Since Obama’s victory in 2008 our politics seems more polarised and contentious than any time in recent memory. The 2010 midterm elections amplified the divisions and created the context for a bitterly fought presidential election on perilously narrow margins:
Americans aren’t just evenly divided in the 2012 election; they’re practically fleeing the political middle.
Towards the end of the Wisconsin recall election this year, we saw something striking happen: Not only were there very few undecided voters in the weeks before Election Day, but the vast majority of people were strongly for or strongly against Gov. Scott Walker (R), with very few people lukewarm on either side.
The same thing is happening in the presidential race.
Aaron Blake – The Incredibly Polarized American Electorate Washington Post 30 Oct 12
Click through on Mark Newman’s excellent county map of 2008 above to see that Obama was right, we aren’t a nation of red states and blue states. However we are divided throughout the nation into increasingly inflexible and adamant local bastions with little apparent common ground and discrete sources of inspiration and information. What little dialogue we have has largely devolved to polemics and issue-baiting as if two divergent, incompatible cultures are emerging; yet we share legislatures and infrastructure almost everywhere.
Long established components of our social infrastructure and legal precedent are assertively being challenged by a radical political agenda which has cynically, and perhaps unwisely, exposed old wounds:
The 2012 election is shaping up to be more polarised along racial lines than any presidential contest since 1988, with President Barack Obama experiencing a steep drop in support among white voters from four years ago.
At this stage in 2008, Obama trailed John McCain by seven percentage points among white voters. Even in victory, Obama ended up losing white voters by 12 percentage points, according to that year’s exit poll. But now, Obama has a deficit of 23 points, trailing Republican Mitt Romney 60 per cent to 37 per cent among whites, according to the latest Washington Post-ABC national tracking poll.
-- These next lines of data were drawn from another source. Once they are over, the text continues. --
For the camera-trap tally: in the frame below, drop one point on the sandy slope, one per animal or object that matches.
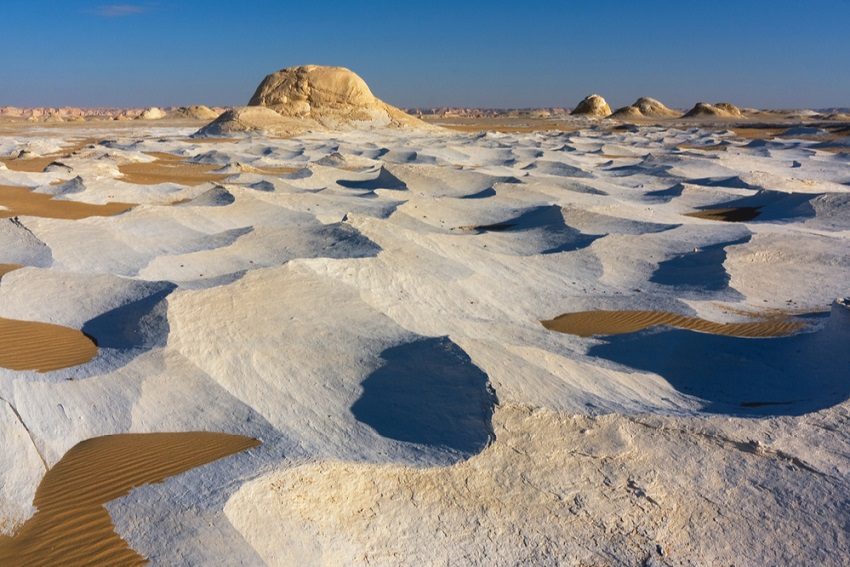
(368, 305)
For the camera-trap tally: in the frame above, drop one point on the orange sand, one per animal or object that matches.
(71, 526)
(590, 323)
(6, 268)
(22, 201)
(30, 345)
(169, 168)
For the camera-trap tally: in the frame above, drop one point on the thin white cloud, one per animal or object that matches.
(119, 10)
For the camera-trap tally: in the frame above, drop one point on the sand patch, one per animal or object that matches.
(591, 323)
(31, 345)
(72, 527)
(22, 201)
(727, 214)
(6, 268)
(169, 168)
(37, 164)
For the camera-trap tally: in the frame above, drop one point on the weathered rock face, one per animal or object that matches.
(593, 105)
(258, 119)
(332, 96)
(718, 110)
(299, 99)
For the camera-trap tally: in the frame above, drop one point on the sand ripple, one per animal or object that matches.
(72, 527)
(23, 201)
(590, 323)
(30, 345)
(168, 168)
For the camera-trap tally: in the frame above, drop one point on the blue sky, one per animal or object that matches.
(768, 53)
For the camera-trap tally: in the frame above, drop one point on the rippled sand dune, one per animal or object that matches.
(590, 323)
(368, 303)
(72, 527)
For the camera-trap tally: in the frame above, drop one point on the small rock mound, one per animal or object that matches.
(645, 107)
(152, 113)
(332, 96)
(593, 105)
(718, 110)
(195, 112)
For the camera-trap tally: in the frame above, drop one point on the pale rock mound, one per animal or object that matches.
(332, 96)
(256, 119)
(152, 113)
(718, 110)
(195, 112)
(593, 105)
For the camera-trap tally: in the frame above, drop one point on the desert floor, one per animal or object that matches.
(505, 342)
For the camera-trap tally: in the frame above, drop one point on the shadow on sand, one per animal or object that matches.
(743, 376)
(429, 392)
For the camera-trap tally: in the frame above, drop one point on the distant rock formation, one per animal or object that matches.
(593, 105)
(328, 95)
(152, 113)
(717, 110)
(645, 107)
(194, 112)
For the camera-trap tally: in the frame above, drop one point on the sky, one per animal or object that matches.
(529, 53)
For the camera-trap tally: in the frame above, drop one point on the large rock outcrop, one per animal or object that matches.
(311, 97)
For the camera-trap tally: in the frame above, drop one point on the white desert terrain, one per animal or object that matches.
(319, 331)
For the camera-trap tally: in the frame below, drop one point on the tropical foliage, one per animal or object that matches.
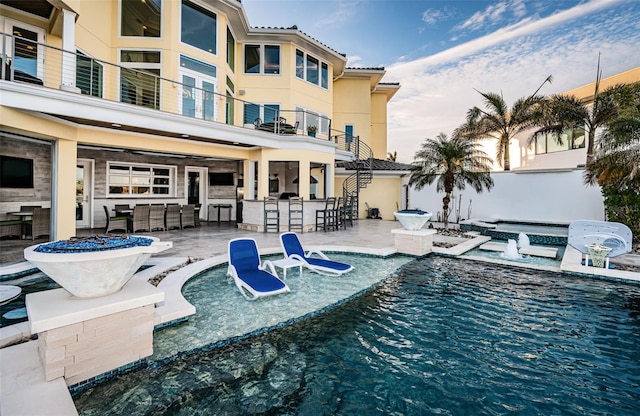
(455, 163)
(562, 112)
(616, 159)
(500, 122)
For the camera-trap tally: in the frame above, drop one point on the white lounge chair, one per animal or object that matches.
(293, 249)
(614, 235)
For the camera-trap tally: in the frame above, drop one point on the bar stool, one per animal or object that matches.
(296, 213)
(346, 212)
(325, 217)
(271, 214)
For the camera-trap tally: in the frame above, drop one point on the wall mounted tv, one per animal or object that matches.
(221, 179)
(16, 172)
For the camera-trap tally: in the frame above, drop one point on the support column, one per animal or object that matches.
(63, 192)
(69, 52)
(304, 175)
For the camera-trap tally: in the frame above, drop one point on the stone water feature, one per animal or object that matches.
(413, 239)
(102, 319)
(94, 266)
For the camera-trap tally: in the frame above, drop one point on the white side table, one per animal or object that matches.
(288, 263)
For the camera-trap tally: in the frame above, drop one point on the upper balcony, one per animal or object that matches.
(84, 90)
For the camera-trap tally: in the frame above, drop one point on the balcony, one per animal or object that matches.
(129, 91)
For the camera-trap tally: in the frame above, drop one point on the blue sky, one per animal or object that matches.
(441, 51)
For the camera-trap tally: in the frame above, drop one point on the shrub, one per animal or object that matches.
(623, 206)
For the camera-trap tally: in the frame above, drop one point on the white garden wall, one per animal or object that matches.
(549, 196)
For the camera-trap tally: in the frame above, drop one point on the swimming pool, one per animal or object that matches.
(30, 281)
(443, 336)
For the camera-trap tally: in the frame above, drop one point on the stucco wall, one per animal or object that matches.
(554, 196)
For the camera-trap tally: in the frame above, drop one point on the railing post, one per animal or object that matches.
(5, 62)
(68, 81)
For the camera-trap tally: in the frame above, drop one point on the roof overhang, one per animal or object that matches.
(83, 110)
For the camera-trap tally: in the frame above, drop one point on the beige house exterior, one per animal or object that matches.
(110, 102)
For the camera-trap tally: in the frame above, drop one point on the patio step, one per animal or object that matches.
(538, 251)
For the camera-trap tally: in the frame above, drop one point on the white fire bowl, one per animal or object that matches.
(96, 273)
(412, 221)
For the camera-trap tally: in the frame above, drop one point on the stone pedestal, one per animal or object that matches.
(82, 338)
(415, 243)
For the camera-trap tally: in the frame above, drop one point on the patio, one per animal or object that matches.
(212, 238)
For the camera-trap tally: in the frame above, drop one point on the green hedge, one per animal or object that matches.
(623, 206)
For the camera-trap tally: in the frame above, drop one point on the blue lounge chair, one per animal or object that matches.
(249, 274)
(293, 249)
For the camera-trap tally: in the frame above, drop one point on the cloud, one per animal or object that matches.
(342, 12)
(353, 61)
(437, 91)
(433, 16)
(493, 14)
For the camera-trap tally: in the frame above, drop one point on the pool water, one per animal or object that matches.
(34, 281)
(524, 260)
(443, 336)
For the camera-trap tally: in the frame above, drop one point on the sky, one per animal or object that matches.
(443, 52)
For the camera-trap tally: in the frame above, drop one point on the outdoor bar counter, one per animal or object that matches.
(253, 214)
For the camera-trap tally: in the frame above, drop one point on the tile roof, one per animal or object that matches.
(295, 27)
(365, 68)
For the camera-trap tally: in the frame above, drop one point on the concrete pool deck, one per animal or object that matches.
(24, 391)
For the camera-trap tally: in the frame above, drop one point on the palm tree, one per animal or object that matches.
(455, 163)
(500, 122)
(564, 112)
(616, 158)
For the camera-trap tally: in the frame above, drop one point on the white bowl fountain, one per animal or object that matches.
(94, 266)
(412, 220)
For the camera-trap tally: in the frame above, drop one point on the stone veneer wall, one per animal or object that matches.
(86, 349)
(415, 243)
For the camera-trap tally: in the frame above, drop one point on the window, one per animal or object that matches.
(132, 180)
(306, 118)
(139, 83)
(140, 18)
(266, 112)
(231, 51)
(89, 75)
(221, 179)
(198, 27)
(271, 59)
(299, 64)
(255, 64)
(324, 76)
(571, 139)
(311, 69)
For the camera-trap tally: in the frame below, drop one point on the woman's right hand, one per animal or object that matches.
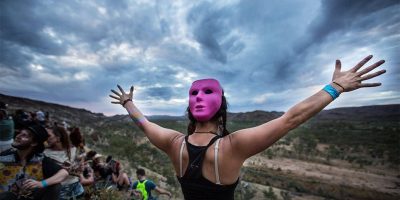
(123, 97)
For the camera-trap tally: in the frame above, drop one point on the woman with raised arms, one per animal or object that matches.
(207, 160)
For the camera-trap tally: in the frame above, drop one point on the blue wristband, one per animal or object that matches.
(331, 91)
(44, 183)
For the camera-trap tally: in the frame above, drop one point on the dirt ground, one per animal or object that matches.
(386, 181)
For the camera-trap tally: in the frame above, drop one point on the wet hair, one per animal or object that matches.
(76, 137)
(221, 114)
(61, 133)
(40, 146)
(140, 172)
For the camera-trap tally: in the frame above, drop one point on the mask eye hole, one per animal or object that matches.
(195, 92)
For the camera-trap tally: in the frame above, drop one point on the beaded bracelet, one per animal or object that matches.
(331, 91)
(44, 183)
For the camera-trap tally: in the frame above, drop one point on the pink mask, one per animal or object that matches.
(205, 98)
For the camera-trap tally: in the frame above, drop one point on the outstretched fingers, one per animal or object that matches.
(115, 92)
(338, 66)
(360, 64)
(375, 74)
(120, 89)
(131, 90)
(114, 97)
(370, 84)
(370, 68)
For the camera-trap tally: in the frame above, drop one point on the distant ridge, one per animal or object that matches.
(79, 116)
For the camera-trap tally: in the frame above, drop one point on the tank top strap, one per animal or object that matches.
(198, 159)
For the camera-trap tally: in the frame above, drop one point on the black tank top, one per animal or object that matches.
(194, 185)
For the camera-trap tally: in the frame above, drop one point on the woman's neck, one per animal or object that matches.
(206, 127)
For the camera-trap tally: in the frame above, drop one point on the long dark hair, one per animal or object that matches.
(221, 114)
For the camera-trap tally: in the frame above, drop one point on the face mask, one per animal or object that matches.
(205, 98)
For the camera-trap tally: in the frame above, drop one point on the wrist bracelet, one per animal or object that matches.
(44, 183)
(338, 85)
(123, 104)
(331, 91)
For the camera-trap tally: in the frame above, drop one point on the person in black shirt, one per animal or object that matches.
(25, 172)
(209, 158)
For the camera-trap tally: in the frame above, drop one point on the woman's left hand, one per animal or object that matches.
(31, 184)
(122, 97)
(352, 79)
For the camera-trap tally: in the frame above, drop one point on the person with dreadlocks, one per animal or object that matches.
(208, 159)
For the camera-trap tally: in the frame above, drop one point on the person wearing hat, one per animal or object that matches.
(25, 172)
(6, 128)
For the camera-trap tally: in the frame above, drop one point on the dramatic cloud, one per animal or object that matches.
(268, 55)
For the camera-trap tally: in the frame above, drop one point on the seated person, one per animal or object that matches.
(119, 177)
(25, 172)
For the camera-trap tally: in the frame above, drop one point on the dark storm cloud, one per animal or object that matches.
(21, 25)
(210, 24)
(76, 51)
(339, 16)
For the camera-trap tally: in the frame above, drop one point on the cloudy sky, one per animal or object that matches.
(268, 55)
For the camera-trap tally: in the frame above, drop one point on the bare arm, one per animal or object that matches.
(248, 142)
(161, 137)
(86, 181)
(55, 179)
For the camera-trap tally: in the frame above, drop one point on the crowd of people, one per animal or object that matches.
(43, 159)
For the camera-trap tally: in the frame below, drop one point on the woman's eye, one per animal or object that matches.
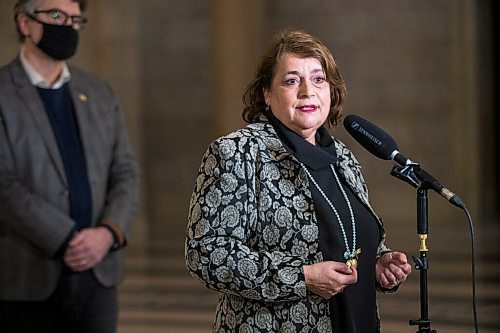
(291, 81)
(319, 79)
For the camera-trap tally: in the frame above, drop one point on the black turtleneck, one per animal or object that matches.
(353, 310)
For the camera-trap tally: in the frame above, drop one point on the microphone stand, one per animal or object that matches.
(415, 176)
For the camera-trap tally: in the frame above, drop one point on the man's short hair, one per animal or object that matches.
(29, 6)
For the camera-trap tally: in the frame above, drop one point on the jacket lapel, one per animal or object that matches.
(28, 94)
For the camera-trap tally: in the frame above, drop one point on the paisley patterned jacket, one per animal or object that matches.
(252, 228)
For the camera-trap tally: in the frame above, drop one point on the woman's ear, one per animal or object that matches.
(267, 96)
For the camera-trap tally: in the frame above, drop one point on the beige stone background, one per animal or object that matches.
(422, 70)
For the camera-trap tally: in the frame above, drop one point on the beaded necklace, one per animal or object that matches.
(350, 256)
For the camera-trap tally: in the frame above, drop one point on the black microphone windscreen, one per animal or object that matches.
(373, 138)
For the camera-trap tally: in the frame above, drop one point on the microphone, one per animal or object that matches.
(381, 144)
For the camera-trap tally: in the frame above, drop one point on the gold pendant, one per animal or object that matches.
(353, 262)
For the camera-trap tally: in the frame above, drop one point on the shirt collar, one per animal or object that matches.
(36, 78)
(315, 157)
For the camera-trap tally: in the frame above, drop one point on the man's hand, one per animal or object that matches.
(87, 248)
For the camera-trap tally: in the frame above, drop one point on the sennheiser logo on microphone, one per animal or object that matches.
(357, 127)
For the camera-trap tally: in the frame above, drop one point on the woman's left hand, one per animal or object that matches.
(391, 269)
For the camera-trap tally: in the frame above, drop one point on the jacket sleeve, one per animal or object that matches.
(222, 246)
(24, 213)
(123, 180)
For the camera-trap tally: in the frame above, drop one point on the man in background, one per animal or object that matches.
(68, 181)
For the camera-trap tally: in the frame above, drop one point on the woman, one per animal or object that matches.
(279, 221)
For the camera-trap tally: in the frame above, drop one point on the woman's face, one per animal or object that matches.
(299, 95)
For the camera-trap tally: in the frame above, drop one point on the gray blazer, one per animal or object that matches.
(34, 205)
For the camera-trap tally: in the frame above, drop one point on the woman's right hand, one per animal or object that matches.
(328, 278)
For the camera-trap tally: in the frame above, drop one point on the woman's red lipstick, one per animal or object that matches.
(308, 108)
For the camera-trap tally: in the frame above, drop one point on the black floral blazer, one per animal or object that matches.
(252, 228)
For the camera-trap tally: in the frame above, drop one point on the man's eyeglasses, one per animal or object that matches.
(59, 17)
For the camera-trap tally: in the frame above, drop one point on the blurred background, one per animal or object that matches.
(425, 71)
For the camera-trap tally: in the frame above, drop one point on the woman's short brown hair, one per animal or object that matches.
(303, 45)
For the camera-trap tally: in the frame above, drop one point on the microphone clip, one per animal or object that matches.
(408, 173)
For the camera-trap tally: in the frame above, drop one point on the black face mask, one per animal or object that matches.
(58, 41)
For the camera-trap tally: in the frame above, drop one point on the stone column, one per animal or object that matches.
(236, 35)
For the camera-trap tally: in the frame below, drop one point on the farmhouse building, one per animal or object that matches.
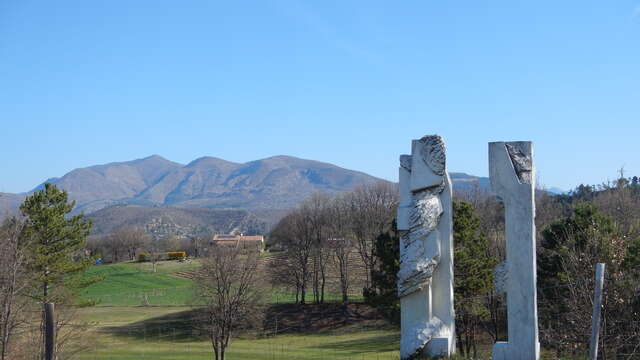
(252, 242)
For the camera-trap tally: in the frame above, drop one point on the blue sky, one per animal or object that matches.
(347, 82)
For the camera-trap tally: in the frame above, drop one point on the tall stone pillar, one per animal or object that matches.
(425, 279)
(512, 177)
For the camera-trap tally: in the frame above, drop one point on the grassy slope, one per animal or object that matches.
(131, 284)
(123, 329)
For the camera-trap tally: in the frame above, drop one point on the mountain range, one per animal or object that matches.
(145, 191)
(277, 182)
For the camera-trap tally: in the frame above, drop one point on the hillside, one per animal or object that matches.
(206, 195)
(278, 182)
(162, 221)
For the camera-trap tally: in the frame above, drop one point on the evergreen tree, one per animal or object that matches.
(473, 272)
(383, 294)
(55, 243)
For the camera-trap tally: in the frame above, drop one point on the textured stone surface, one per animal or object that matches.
(512, 176)
(500, 275)
(425, 279)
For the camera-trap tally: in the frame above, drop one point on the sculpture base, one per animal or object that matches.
(438, 347)
(503, 351)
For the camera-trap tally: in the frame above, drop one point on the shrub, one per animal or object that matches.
(176, 255)
(142, 257)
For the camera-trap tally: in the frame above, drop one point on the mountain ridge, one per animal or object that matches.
(276, 182)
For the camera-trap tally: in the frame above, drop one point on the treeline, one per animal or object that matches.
(42, 260)
(591, 224)
(127, 242)
(332, 231)
(575, 231)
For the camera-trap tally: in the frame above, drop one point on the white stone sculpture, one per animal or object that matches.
(425, 279)
(512, 177)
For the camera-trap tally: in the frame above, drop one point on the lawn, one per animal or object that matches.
(121, 333)
(135, 284)
(131, 284)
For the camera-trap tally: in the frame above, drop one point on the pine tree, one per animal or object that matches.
(384, 292)
(55, 244)
(473, 272)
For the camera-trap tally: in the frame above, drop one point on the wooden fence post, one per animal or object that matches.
(597, 307)
(49, 331)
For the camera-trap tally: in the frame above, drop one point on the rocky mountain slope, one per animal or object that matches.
(277, 182)
(206, 195)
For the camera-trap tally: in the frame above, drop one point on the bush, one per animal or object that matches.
(144, 257)
(176, 255)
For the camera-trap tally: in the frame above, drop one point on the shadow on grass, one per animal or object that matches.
(380, 343)
(177, 326)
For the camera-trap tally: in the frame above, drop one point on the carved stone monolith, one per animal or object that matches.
(425, 279)
(512, 176)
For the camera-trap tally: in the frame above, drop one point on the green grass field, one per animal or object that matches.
(141, 315)
(132, 284)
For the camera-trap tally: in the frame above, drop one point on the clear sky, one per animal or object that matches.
(346, 82)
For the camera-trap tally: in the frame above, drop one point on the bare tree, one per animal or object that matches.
(315, 211)
(294, 234)
(372, 208)
(12, 282)
(340, 242)
(228, 285)
(131, 240)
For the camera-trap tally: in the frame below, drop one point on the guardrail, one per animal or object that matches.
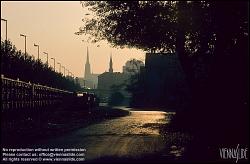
(17, 95)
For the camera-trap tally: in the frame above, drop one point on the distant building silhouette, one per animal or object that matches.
(133, 66)
(110, 81)
(89, 80)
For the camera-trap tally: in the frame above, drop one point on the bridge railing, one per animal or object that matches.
(17, 95)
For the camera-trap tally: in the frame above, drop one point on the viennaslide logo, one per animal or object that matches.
(234, 153)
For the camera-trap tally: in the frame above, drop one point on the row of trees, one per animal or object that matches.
(211, 40)
(15, 64)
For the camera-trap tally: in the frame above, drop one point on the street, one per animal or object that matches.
(131, 136)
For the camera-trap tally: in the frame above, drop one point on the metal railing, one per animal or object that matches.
(17, 95)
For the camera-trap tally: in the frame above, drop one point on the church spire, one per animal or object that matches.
(111, 64)
(87, 66)
(87, 61)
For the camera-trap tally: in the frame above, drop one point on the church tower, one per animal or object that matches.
(111, 65)
(87, 67)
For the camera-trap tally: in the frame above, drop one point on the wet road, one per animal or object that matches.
(131, 136)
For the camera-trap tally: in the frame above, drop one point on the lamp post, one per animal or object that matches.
(38, 49)
(63, 70)
(54, 64)
(59, 67)
(67, 71)
(47, 58)
(5, 20)
(24, 42)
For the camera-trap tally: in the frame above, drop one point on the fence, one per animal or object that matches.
(17, 95)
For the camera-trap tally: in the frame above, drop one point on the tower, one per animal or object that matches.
(87, 67)
(110, 65)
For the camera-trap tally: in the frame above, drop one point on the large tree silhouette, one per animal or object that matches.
(211, 40)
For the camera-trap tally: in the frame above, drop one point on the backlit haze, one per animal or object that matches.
(52, 25)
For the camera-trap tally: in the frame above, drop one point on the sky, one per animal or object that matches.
(52, 25)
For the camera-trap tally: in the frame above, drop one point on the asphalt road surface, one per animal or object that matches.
(132, 136)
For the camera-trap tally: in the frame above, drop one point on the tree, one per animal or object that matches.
(211, 40)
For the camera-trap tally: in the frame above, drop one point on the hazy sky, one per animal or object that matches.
(51, 25)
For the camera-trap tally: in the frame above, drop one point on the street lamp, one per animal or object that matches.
(24, 42)
(38, 49)
(59, 67)
(47, 58)
(54, 63)
(63, 70)
(67, 71)
(5, 20)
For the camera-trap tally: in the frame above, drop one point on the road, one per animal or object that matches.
(131, 136)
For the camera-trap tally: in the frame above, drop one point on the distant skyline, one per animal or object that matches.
(51, 25)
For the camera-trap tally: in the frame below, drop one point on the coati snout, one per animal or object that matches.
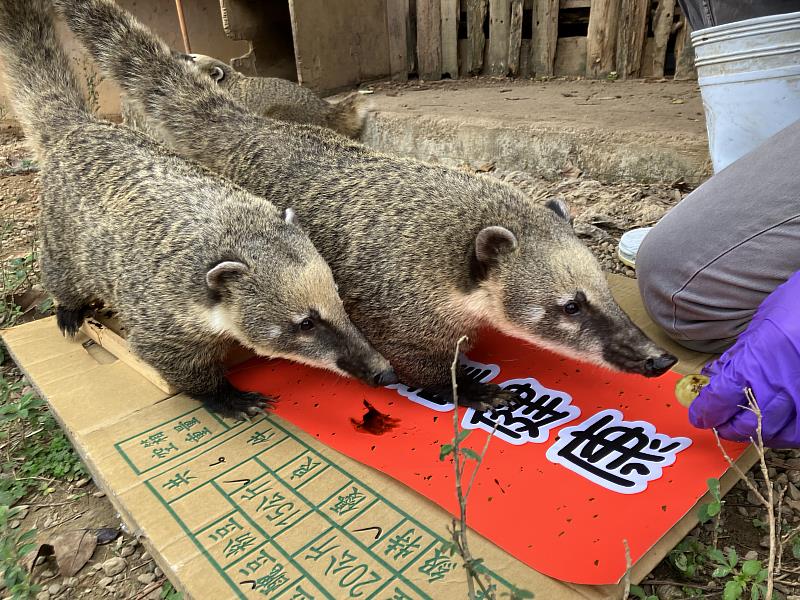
(549, 289)
(288, 306)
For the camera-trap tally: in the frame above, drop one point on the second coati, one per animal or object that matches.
(272, 97)
(191, 262)
(423, 254)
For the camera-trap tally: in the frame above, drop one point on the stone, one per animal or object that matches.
(114, 566)
(793, 492)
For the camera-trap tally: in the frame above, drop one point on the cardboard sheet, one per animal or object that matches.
(586, 449)
(281, 515)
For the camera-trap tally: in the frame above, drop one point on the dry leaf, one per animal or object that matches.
(73, 550)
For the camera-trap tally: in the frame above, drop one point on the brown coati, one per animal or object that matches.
(272, 97)
(191, 263)
(422, 254)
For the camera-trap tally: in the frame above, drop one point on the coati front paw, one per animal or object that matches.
(69, 320)
(473, 394)
(236, 404)
(484, 396)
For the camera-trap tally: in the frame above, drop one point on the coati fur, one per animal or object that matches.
(272, 97)
(423, 254)
(191, 262)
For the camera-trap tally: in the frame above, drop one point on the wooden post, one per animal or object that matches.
(631, 37)
(450, 38)
(429, 39)
(662, 28)
(515, 38)
(182, 24)
(525, 58)
(684, 53)
(476, 13)
(397, 25)
(499, 17)
(601, 40)
(544, 37)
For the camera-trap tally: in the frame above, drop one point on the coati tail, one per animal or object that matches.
(41, 85)
(349, 115)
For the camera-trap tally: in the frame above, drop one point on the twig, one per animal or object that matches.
(626, 587)
(766, 501)
(779, 527)
(460, 531)
(677, 584)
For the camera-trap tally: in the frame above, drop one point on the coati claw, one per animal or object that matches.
(69, 321)
(476, 395)
(236, 404)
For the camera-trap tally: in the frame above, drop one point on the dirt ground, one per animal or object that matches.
(121, 569)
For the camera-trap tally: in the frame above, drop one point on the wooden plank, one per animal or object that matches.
(515, 37)
(449, 37)
(397, 25)
(684, 53)
(631, 37)
(601, 40)
(429, 39)
(662, 28)
(570, 56)
(544, 37)
(499, 26)
(525, 58)
(476, 14)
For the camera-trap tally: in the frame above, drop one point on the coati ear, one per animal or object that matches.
(558, 206)
(490, 244)
(291, 217)
(217, 74)
(218, 275)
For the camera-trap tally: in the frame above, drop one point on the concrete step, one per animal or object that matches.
(614, 131)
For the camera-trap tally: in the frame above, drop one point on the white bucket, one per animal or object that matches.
(749, 76)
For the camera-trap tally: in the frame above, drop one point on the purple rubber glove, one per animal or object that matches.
(765, 358)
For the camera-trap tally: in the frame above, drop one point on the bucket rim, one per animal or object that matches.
(738, 26)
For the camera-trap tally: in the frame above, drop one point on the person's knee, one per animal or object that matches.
(679, 299)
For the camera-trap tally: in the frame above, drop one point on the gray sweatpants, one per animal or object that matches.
(708, 264)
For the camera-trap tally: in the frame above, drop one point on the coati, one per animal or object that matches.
(272, 97)
(191, 263)
(422, 254)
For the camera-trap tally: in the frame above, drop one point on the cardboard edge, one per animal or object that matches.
(108, 339)
(127, 519)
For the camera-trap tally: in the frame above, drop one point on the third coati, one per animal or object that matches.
(272, 97)
(191, 262)
(422, 254)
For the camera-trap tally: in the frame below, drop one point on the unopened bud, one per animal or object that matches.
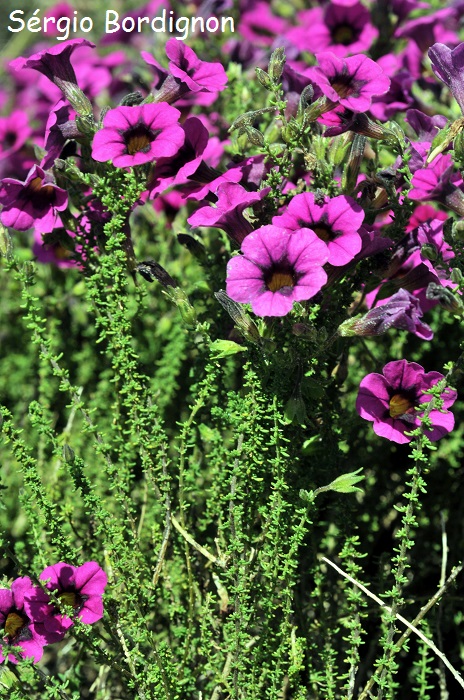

John Cohen – This has to be the most racially polarised presidential election in decades Independent 28 Oct 12
Partisans are equally convinced of their impending victory; the Right, for whatever reason, is cheerfully and sincerely anticipating a Romney landslide and vindication. Whatever the outcome, and it certainly seems reasonable to anticipate an Obama win on evidence, the angst will be profound; stand by for the crazy.